Ketika berada di luar ruangan, Nathan berjalan dengan gontai. Ia merasa segala semangat yang ia miliki sampai saat ini sudah hilang begitu saja. Semua harapan yang dibayangkan oleh otaknya sudah, buff, lenyap semuanya. Berita yang diterimanya seakan menjadi sebuah pukulan keras bagi hidupnya. Ia terlalu menggantungkan seluruh kehidupannya pada pekerjaannya saat ini. Setelah diusahakan dengan maksimal, ia justru mendapat hasil yang tidak mengenakkan.
Kaki Nathan seakan sudah terprogram otomatis untuk melangkah menuju lift di lantai tersebut. Pikiran Nathan sudah kosong, tidak tahu harus berbuat apa lagi. Semuanya seakan terjadi terlalu cepat untuk dipahami otaknya. Setibanya di depan lift, tangannya pun seakan sudah otomatis untuk menekan tombol turun pada panel di depan lift.
Ting! Nathan mendengar lift berdenting. Ia hanya mendongak sejenak ke layar kecil di atas lift. Lift memang sudah sampai di lantai tujuh, tetapi masih akan naik ke lantai berikutnya. Nathan pun hanya terdiam kembali di tempatnya, dengan masih tetap sibuk dengan pikirannya sendiri.
Dari dalam lift, keluar tiga orang yang baru saja kembali dari pekerjaan di luar kantor. Mereka berasal dari departemen marketing, yang memang lebih banyak bekerja di lapangan, daripada di dalam kantor. Ketiga orang tersebut masih terus sibuk membicarakan mengenai hasil yang mereka peroleh hari ini, bahkan strategi yang akan mereka susun ke depan.

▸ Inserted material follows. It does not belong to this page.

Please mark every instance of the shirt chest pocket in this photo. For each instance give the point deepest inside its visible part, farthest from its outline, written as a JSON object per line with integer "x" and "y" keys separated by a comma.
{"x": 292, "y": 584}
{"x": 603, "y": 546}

“Than,” panggil Rizal, seseorang dari ketiga orang tersebut. Rizal baru saja kembali dari pekerjaan lapangannya, dan menyadari bahwa Nathan berdiri di depan lift. Rizal baru bertemu Nathan saat ini, karena ia tidak ada di tempat saat jam makan siang. Pagi tadi, seperti biasa, Rizal datang hampir terlambat ke kantor, jadi tidak bertemu Nathan juga.
Ketika melihat Nathan, Rizal merasa ada yang berbeda dari Nathan. Raut mukanya sangat masam, dan seperti orang yang kehilangan arah. Ia juga mengamati bahwa Nathan sudah membawa tasnya. Ada apa gerangan, kenapa jam segini udah mau pulang?
“Bentar ya, Ris, Ta. Gue ada perlu dulu sama temen gue,” Rizal meminta izin kepada kedua temannya yang datang bersamanya. Mereka berdua pun mengangguk, dan melanjutkan langkah mereka menuju ke ruangan marketing.
“Than?” Rizal kembali memanggilnya. Rizal kembali mendekati Nathan yang masih termangu di depan lift. Dugaan Rizal semakin kuat, terutama saat Nathan bahkan tidak merespon panggilannya. Biasanya, dia paling peka ketika dipanggil oleh orang lain. Rizal segera menepuk pundak Nathan untuk menyadarkannya.
“Eh, Zal. Lo baru balik?” Nathan mencoba bersikap biasa saja pada Rizal. Padahal, sebenarnya ia sedang menghindari orang yang mungkin mengenalnya. Ia menghindari untuk ditanya macam-macam mengenai hari ini. Nathan berusaha memasang senyum di wajahnya, agar tidak menimbulkan kecurigaan.